Una lunghissima riunione del Consiglio di Sicurezza all’Onu è stata convocata per discutere la richiesta dell’Egitto che ha continuato ad attaccare militarmente via aria e via terra le postazioni dell’Isis in Libia e insiste sulla strada dell’intervento di una forza militare sostenuta dalle Nazioni Unite. “L’Isis in Libia minaccia la pace e la sicurezza della Libia e la sicurezza di Paesi africani limitrofi e dell’Europa” ha detto il ministro degli esteri del governo libico provvisorio di Tobruk Mohammed al Dairi chiedendo al Consiglio di Sicurezza la revoca dell’embargo della vendita di armi. Dairi ha precisato però che il suo governo non chiede un intervento internazionale in Libia ma solo rifornimenti militari e addestratori.
L’intervento militare pare essere al momento una ipotesi ancora lontana. L’Italia, attraverso il suo rappresentante all’Onu Sebastiano Cardi, ha fatto sapere di essere determinata a contribuire alla stabilizzazione del Paese nordafricano attraverso il dialogo e ad assumere un ruolo guida nella cornice dell’iniziativa Onu.
“Siamo pronti a contribuire al monitoraggio di un cessate il fuoco e al mantenimento della pace”, ha detto Cardi, “pronti a lavorare all’addestramento delle forze armate in una cornice di integrazione delle milizie in un esercito regolare e per la riabilitazione delle infrastrutture”. «Siamo anche pronti», ha aggiunto, “a curare le ferite della guerra e a riprendere il vasto programma di cooperazione con la Libia: la popolazione civile deve poter toccare con mano i vantaggi della riconciliazione auspicata dalla comunità internazionale”.
Secondo Mattia Toaldo, esperto dell’European Council for Foreign Relations intervistato dall’Ansa, nel caso che il Consiglio di Sicurezza autorizzasse un intervento internazionale – possibilità da non escludere, anche perché la Russia al momento è alleata dell’Egitto del gen.

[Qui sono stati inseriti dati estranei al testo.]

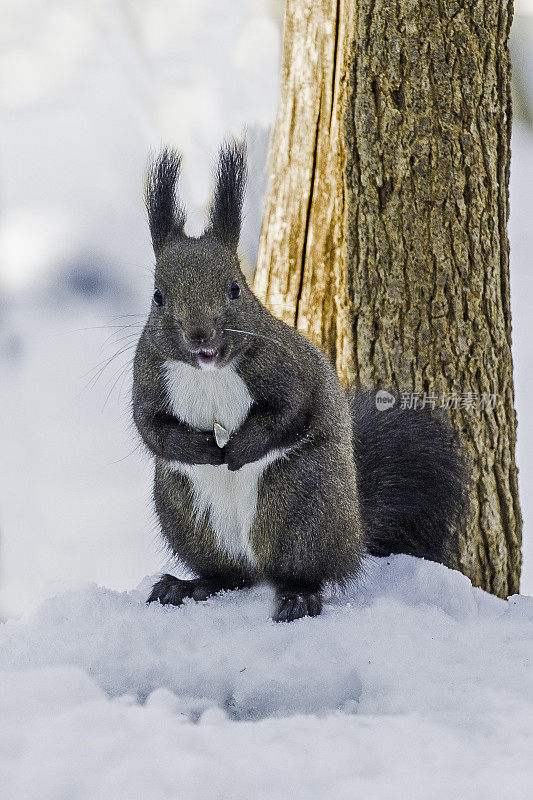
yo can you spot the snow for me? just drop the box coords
[1,555,533,798]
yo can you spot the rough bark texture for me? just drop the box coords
[255,0,522,596]
[254,0,357,383]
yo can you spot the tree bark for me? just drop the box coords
[255,0,522,597]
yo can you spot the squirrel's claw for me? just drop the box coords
[272,589,322,623]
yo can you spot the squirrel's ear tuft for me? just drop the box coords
[145,148,186,256]
[208,139,247,250]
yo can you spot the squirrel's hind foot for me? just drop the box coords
[273,587,322,623]
[147,574,250,606]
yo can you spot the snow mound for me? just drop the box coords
[1,555,533,799]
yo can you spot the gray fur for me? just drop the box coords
[132,142,469,622]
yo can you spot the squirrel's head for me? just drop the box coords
[143,140,259,370]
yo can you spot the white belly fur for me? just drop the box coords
[163,359,284,567]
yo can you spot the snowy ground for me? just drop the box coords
[2,555,533,799]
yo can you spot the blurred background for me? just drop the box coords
[0,0,532,617]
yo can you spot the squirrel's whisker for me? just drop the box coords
[79,343,136,395]
[223,328,293,354]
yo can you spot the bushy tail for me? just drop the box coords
[350,390,469,564]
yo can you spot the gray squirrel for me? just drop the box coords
[132,141,468,622]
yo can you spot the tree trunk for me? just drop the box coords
[255,0,522,597]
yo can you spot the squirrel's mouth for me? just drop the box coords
[192,347,220,367]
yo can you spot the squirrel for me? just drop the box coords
[132,141,468,623]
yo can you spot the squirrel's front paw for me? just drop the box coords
[169,429,225,466]
[224,436,258,471]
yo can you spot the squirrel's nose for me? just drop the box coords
[185,327,216,348]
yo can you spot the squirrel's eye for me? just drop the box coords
[153,288,165,306]
[229,281,241,300]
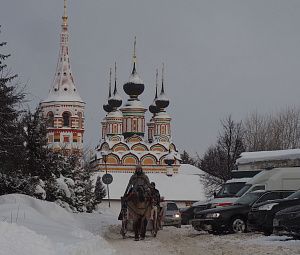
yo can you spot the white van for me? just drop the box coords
[194,167,300,209]
[236,167,300,196]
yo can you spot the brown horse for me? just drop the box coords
[126,186,152,241]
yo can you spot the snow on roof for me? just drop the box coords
[42,92,84,103]
[129,72,144,84]
[94,164,206,201]
[225,178,252,183]
[237,149,300,165]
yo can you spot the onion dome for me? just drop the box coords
[155,64,170,110]
[149,69,159,114]
[123,37,145,99]
[164,150,175,166]
[103,68,113,113]
[108,62,123,108]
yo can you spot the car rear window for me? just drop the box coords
[215,182,246,198]
[167,203,178,210]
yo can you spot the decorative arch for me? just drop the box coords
[141,154,157,165]
[100,142,110,151]
[47,111,54,127]
[106,153,120,164]
[126,135,143,143]
[122,153,139,165]
[169,143,177,152]
[112,142,130,152]
[150,144,168,152]
[159,155,167,165]
[131,143,148,152]
[62,111,71,127]
[109,135,122,142]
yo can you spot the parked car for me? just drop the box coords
[273,204,300,238]
[191,190,292,234]
[180,205,205,225]
[192,178,252,210]
[161,201,181,228]
[248,190,298,235]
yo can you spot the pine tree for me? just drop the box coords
[0,26,25,195]
[94,176,106,204]
[73,161,96,212]
[180,150,195,165]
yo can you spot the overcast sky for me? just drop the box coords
[2,0,300,155]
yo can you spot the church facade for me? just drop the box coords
[92,40,180,174]
[40,0,85,155]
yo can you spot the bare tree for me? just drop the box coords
[243,107,300,151]
[199,115,244,197]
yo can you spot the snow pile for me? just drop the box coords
[0,194,115,255]
[237,149,300,164]
[0,222,55,255]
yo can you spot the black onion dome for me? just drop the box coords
[108,63,123,108]
[108,93,122,108]
[156,66,170,109]
[149,102,159,114]
[149,71,159,114]
[156,93,169,109]
[123,63,144,99]
[103,103,113,113]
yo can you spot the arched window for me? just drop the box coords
[47,112,54,127]
[62,112,71,127]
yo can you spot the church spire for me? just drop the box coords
[109,67,112,98]
[132,36,137,74]
[155,68,158,99]
[155,63,170,110]
[43,0,83,103]
[123,37,145,100]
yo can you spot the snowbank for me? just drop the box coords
[0,194,115,255]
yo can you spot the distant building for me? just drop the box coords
[40,0,85,155]
[237,149,300,171]
[92,39,180,174]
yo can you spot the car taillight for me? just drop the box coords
[214,202,233,207]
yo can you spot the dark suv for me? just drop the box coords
[248,190,299,235]
[273,205,300,238]
[191,190,292,234]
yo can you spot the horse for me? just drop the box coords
[125,185,152,240]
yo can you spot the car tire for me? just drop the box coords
[176,224,181,228]
[193,225,202,231]
[230,217,247,234]
[263,229,272,236]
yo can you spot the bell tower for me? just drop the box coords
[40,0,85,154]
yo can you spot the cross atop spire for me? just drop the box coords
[132,36,137,74]
[161,63,165,94]
[62,0,68,28]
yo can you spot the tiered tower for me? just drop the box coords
[40,0,85,154]
[121,38,147,138]
[153,64,172,142]
[93,39,180,174]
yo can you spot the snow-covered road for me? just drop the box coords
[103,222,300,255]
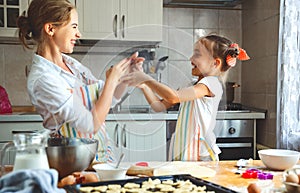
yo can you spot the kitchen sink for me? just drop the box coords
[109,108,150,114]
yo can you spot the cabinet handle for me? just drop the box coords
[121,15,125,38]
[113,14,118,38]
[114,124,119,148]
[121,124,126,148]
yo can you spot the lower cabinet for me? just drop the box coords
[105,120,166,162]
[0,122,44,165]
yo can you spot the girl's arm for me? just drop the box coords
[122,71,213,104]
[139,84,173,112]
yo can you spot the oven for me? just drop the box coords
[214,119,254,160]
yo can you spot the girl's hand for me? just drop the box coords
[121,70,153,87]
[129,52,145,73]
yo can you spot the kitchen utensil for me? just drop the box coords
[0,132,49,176]
[222,82,240,103]
[258,149,300,170]
[115,153,125,168]
[154,56,168,73]
[46,137,98,179]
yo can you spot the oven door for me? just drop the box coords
[214,120,254,160]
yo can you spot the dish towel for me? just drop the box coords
[0,169,65,193]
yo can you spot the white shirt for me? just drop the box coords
[27,53,117,133]
[195,76,223,156]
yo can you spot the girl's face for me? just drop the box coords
[190,41,217,77]
[52,9,81,54]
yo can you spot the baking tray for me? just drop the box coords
[63,174,239,193]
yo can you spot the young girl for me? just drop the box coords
[123,35,250,161]
[16,0,144,162]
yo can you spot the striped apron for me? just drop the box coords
[169,100,217,161]
[58,82,115,163]
[170,100,201,161]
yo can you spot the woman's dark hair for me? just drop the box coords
[16,0,75,49]
[199,34,240,72]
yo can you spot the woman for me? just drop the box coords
[123,34,250,161]
[17,0,144,162]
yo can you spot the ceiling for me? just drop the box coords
[163,0,243,9]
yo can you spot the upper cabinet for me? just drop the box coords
[76,0,163,41]
[0,0,29,37]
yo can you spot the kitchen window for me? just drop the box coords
[277,0,300,151]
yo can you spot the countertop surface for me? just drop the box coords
[0,160,288,193]
[0,111,265,122]
[194,160,287,192]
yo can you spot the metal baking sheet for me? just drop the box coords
[63,174,239,193]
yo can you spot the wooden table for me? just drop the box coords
[196,160,286,192]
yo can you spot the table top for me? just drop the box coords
[196,160,288,192]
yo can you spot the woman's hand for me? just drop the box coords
[105,58,131,84]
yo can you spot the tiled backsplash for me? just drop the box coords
[0,7,242,107]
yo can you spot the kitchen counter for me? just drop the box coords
[0,110,265,122]
[195,160,286,192]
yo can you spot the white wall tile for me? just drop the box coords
[194,9,219,29]
[167,60,193,90]
[167,8,194,28]
[168,28,193,60]
[4,45,33,105]
[219,9,241,29]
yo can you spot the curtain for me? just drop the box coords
[277,0,300,150]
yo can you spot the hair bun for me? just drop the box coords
[17,14,32,40]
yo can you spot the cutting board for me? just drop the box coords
[126,161,216,178]
[154,161,217,178]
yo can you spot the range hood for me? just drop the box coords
[163,0,243,9]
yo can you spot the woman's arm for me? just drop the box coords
[92,58,131,132]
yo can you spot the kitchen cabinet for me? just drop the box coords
[0,0,29,37]
[76,0,163,41]
[105,120,166,162]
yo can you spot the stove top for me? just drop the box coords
[218,103,251,112]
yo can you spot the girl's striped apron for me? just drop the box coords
[170,100,201,161]
[169,100,216,161]
[58,82,115,163]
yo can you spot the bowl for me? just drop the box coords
[93,163,129,181]
[46,138,98,178]
[283,167,300,193]
[258,149,300,170]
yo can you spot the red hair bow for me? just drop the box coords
[226,43,250,67]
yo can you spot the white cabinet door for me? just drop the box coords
[0,122,44,141]
[75,0,162,41]
[106,120,166,162]
[0,0,29,37]
[76,0,119,40]
[121,0,163,41]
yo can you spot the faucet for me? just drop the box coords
[111,88,134,113]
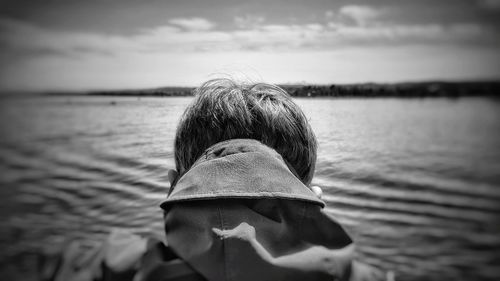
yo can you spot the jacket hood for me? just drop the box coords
[160,139,324,208]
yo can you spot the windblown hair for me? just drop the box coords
[174,78,317,185]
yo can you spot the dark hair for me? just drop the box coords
[174,78,317,185]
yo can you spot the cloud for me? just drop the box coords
[168,17,215,31]
[338,5,381,26]
[234,15,265,29]
[0,18,134,58]
[2,12,499,61]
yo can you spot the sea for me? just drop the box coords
[0,96,499,280]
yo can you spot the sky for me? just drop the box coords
[0,0,499,92]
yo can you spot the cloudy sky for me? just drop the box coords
[0,0,499,92]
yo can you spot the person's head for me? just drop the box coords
[174,78,317,185]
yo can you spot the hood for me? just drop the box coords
[160,139,324,208]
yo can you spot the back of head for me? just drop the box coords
[174,78,317,185]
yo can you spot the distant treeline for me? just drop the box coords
[87,81,500,98]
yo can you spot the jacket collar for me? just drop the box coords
[160,139,324,209]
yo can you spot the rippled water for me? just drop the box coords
[1,96,499,280]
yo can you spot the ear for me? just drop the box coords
[167,169,179,187]
[311,185,323,199]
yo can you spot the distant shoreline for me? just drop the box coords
[30,81,500,98]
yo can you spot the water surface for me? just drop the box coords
[1,96,499,280]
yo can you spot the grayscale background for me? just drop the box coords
[0,1,499,280]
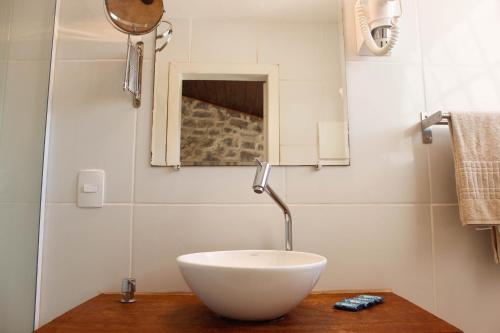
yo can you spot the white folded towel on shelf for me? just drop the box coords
[449,112,500,262]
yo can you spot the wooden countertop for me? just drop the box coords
[36,292,462,333]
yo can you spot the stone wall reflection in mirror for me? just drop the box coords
[180,80,265,166]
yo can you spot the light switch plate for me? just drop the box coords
[77,169,105,208]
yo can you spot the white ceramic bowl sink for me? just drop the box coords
[177,250,327,321]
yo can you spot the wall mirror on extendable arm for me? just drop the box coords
[104,0,173,107]
[152,0,350,168]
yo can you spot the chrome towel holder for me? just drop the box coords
[420,111,451,144]
[420,111,495,233]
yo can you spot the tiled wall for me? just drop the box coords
[40,0,500,332]
[0,0,56,331]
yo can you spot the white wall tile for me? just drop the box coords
[0,0,12,61]
[190,20,257,64]
[279,81,323,146]
[57,23,128,61]
[424,65,500,113]
[258,22,333,81]
[280,81,344,152]
[58,0,109,30]
[286,62,430,204]
[135,165,286,204]
[46,61,136,203]
[322,78,346,123]
[428,127,457,204]
[57,0,161,61]
[0,61,50,204]
[132,205,283,292]
[0,203,40,333]
[0,0,12,133]
[39,205,131,325]
[163,0,339,22]
[0,59,6,129]
[8,0,55,61]
[279,79,344,152]
[154,18,191,64]
[323,23,343,83]
[57,0,126,60]
[433,206,500,333]
[419,0,500,66]
[293,204,435,312]
[280,145,318,166]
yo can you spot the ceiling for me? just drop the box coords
[164,0,339,22]
[182,80,264,118]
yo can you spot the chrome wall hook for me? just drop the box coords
[155,20,173,53]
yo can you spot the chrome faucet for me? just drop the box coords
[252,159,293,251]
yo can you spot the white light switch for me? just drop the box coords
[83,184,98,193]
[77,169,105,208]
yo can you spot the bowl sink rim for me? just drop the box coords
[176,250,327,271]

Sisi – l’Italia rischierebbe di doversi impegnare al fianco delle forze armate egiziane con un contingente militare decisamente superiore agli altri partner europei. La Francia è già impegnata militarmente nei paesi centroafricani e con i problemi di terrorismo interno dopo le stragi di Parigi, la Germania al momento si chiama fuori, la Gran Bretagna è alla vigilia delle elezioni e sembra riluttante ad impegnarsi militarmente. E una guerra in un territorio “terra di nessuno” come oggi è la Libia potrebbe costringere i nostri militari a guardarsi soprattutto le spalle piuttosto che contrastare l’Isis.
Si complicano intanto le relazioni tra le potenze regionali arabo-islamiche. Il Qatar – sponsor dello Stato Islamico ma anche delle milizie islamiche di Fajr Libia – ha richiamato il suo ambasciatore in Egitto “per consultazioni”, dopo aver esplicitamente criticato la scelta dell’Egitto di bombardare obiettivi jihadisti in Libia. Lo riporta l’agenzia di Stato qatariota Qna. Secondo il ministero degli Esteri qatariota, la decisione è stata presa dopo le dichiarazioni rese dal delegato egiziano alla Lega araba, Tareq Adel il quale, aveva criticato il Qatar per le sue riserve in ordine ai raid aerei egiziani ed ha accusato Doha di sostenere i terroristi. Secondo il segretario generale della Lega, Nabil al Arabi, l’Egitto “sta unicamente ricorrendo al suo diritto di legittima difesa’ in base a quanto previsto all’art. 51 della Carta della Lega Araba”.